Thursday, 27 May 2010

The IMF on the multiplier

Matt Nolan has been talking about Fiscal policy camps over at TVHE. Given this discussion let me add this from John Taylor's blog Economics One:
In a soon to be published paper, several economists at the International Monetary Fund report estimates of government spending multipliers which are much smaller than those previously reported by the U.S. Administration. In order to obtain the estimates the IMF economists use a very large complex model called the Global Integrated Monetary and Fiscal (GIMF) Model developed by Douglas Laxton and his colleagues at the IMF . The paper is quite technical, but the bottom line summary is that a one percent increase in government purchases (as a share of GDP) increases GDP by a maximum of 0.7 percent and then fades out rapidly. This means that government spending crowds out other components of GDP (investment, consumption, net exports) immediately and by a large amount.
This doesn't make government spending look good or all that useful.
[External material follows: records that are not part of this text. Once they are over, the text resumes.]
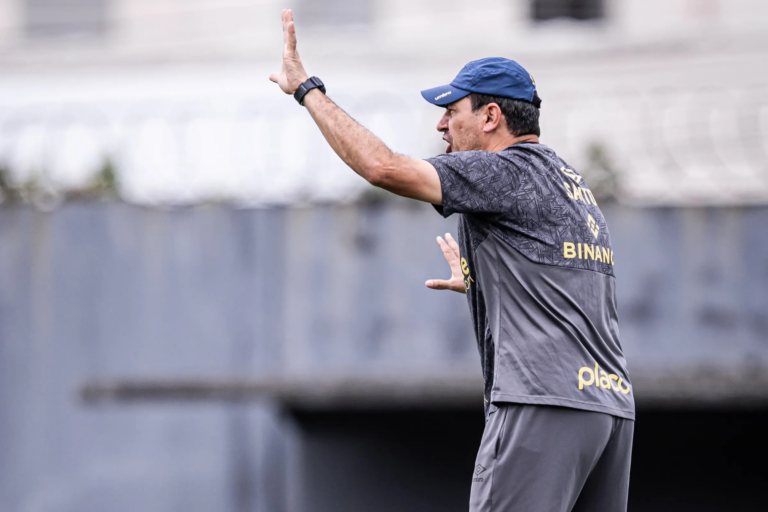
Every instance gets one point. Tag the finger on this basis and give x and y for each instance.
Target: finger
(284, 19)
(447, 251)
(452, 243)
(291, 38)
(438, 284)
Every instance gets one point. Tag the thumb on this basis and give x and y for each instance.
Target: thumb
(438, 284)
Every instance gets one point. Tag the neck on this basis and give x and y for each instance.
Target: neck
(500, 143)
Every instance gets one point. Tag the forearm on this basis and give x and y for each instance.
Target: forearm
(361, 150)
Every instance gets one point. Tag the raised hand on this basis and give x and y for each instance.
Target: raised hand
(451, 252)
(293, 74)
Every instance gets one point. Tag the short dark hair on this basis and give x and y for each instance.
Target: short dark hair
(522, 117)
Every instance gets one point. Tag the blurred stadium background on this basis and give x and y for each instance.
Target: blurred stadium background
(202, 309)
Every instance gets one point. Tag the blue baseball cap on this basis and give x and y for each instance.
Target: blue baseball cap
(494, 76)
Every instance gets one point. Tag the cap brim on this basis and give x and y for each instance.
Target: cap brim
(443, 95)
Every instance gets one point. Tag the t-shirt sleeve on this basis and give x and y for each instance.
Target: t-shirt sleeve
(475, 182)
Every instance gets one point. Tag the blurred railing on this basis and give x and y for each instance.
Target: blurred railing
(666, 146)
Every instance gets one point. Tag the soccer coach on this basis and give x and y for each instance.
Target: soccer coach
(535, 260)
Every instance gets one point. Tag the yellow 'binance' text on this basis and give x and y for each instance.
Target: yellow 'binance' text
(587, 252)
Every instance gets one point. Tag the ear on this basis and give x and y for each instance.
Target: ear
(493, 117)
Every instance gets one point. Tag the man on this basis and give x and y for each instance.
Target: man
(535, 260)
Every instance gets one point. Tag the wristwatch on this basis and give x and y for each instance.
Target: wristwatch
(312, 83)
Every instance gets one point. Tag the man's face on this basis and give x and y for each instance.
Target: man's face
(462, 129)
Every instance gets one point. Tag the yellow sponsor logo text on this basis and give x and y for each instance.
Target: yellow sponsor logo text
(601, 379)
(587, 252)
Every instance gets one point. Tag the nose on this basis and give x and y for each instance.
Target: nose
(442, 125)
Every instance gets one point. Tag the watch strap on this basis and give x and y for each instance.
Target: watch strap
(308, 85)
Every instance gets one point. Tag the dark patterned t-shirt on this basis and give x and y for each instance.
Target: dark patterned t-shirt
(538, 272)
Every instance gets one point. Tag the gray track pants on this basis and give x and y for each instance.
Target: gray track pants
(536, 458)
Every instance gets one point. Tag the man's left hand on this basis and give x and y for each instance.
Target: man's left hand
(293, 74)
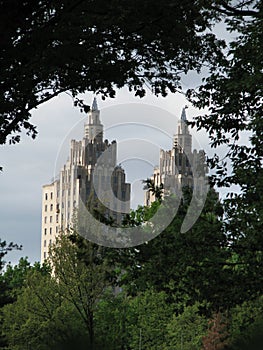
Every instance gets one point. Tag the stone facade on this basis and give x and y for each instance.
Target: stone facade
(89, 159)
(180, 166)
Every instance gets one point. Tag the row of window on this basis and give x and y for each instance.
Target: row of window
(50, 219)
(46, 196)
(45, 242)
(51, 207)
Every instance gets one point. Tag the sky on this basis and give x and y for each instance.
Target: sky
(140, 126)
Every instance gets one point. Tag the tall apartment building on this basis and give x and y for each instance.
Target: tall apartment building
(180, 166)
(61, 198)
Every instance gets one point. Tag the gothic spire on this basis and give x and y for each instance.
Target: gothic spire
(183, 115)
(94, 105)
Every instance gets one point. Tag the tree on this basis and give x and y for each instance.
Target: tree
(186, 330)
(48, 48)
(148, 316)
(157, 191)
(40, 318)
(84, 273)
(191, 267)
(217, 337)
(5, 288)
(233, 95)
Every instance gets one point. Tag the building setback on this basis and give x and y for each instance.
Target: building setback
(180, 166)
(61, 198)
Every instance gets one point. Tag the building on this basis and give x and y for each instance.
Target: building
(180, 166)
(90, 172)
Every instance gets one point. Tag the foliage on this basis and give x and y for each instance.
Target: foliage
(188, 266)
(147, 319)
(186, 330)
(82, 282)
(233, 95)
(49, 47)
(217, 337)
(246, 325)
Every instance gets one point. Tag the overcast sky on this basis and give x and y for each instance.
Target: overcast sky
(141, 127)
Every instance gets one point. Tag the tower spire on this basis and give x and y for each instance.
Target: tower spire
(94, 105)
(183, 114)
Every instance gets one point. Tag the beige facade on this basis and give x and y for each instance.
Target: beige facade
(180, 166)
(90, 171)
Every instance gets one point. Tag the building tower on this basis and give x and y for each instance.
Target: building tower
(179, 166)
(61, 198)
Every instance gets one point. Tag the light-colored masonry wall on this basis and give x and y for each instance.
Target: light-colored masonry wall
(61, 199)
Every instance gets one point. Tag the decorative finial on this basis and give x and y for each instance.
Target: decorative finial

Something that supporters of increased government spending in face of the financial crises will have trouble explaining. After all their whole argument was based on a large government multiplier.

1 comment:

Matt Nolan said...

I would say that those who are honest admit that the goal of temporary fiscal spending is to do the same thing as monetary policy - help smooth consumption over time for those who are liquidity constrained during a downturn.

This is consistent with what I put down - note I didn't mention multipliers. Multipliers are things that come out of a model - they are not important as of themselves dangit :D

IMF paper seems interesting along those lines. Very good.